On any given day, workers across this country are exposed to supervisors and companies who see them as worthless, incompetent or union sympathizing "thugs". These are good workers. They are you and me. They are your moms and dads. Even your brothers and sisters. In fact, you might actually be one of these workers. You aren't incompetent. You aren't a thug or a trouble maker. You have the right to join, form or to organize a union. But we have to demand that right to make that decision without having to go through the crap that employers throw at us.
So, to summarize, if you, as an employee feel you need a union, and you work toward that end, your employer can behave egregiously (fire you or your co-workers, suspend you, strip you of all sorts of things at work, etc...) and there's little or no consequence and when there actually is a violation found, it takes years to collect; ages to get justice. But if you win and you are in the union, you risk far less in terms of retaliation or intimidation from not only your employer but also co-workers. And, there's this new Bill in the Senate called the Employee Free Choice Act which aims at leveling the playing field, making it easier for employees to decide if they want to go through an election or to sign up using a simple card.
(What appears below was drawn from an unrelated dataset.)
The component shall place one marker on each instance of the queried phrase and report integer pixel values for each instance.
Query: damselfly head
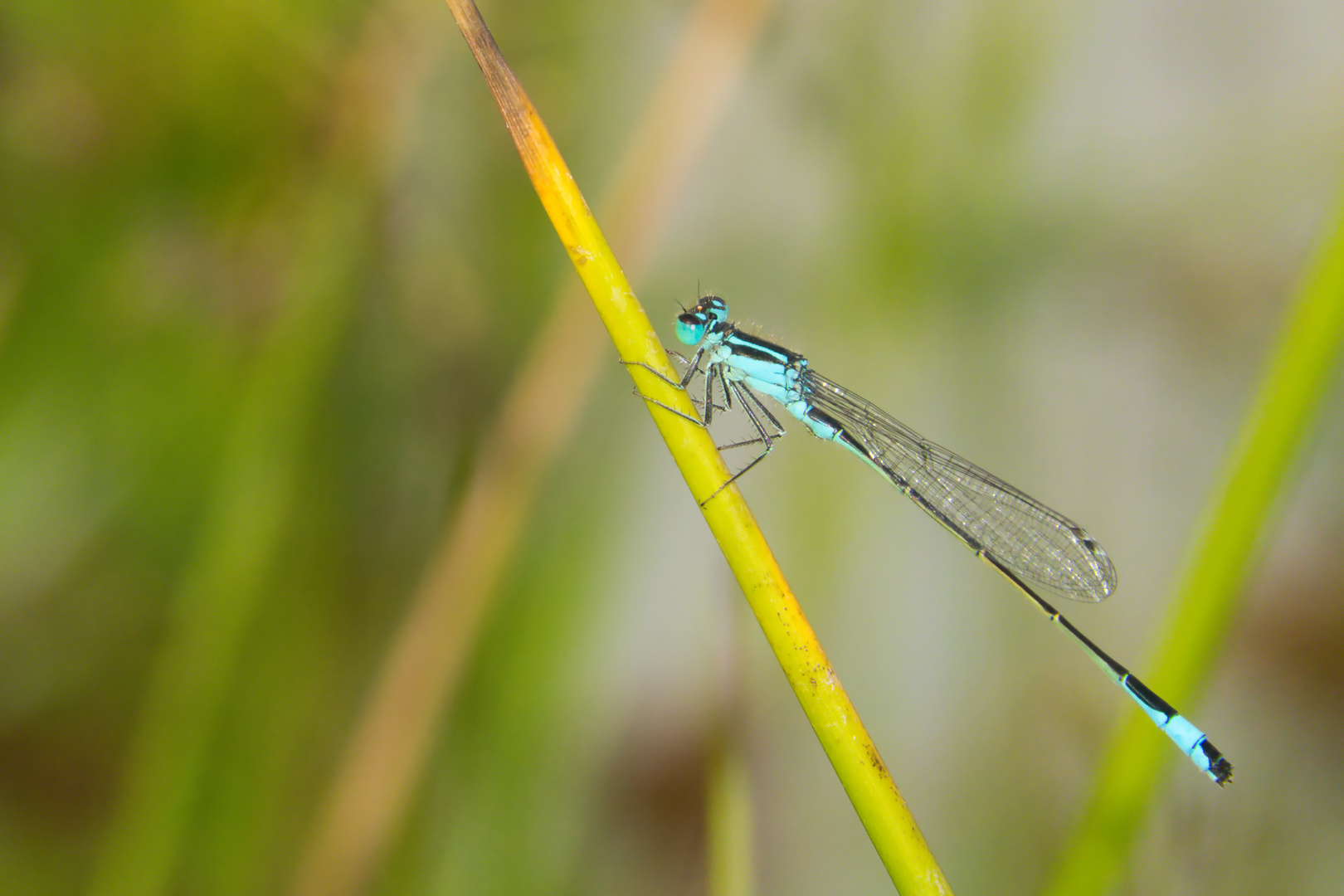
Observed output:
(696, 321)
So, there you have it. Two recent reports that I've been reading. My thoughts about how it all relates and my hope in the end that single moms like me and many others can simply be able to do better than to just get by. It kind of sucks out here sometimes. It sure would be nice to have a Congress that understood what it's like to watch pennies, nickles and dollars slip away and how being in a union can help to stop that from being the case.
Thank you Dr. Bronfenbrenner for researching these issues and more importantly, giving a voice to so many workers just through the numbers you cite. Who knew a bunch of numbers and stories could be so powerful. If you get a minute, head over to the report, it's really very shocking.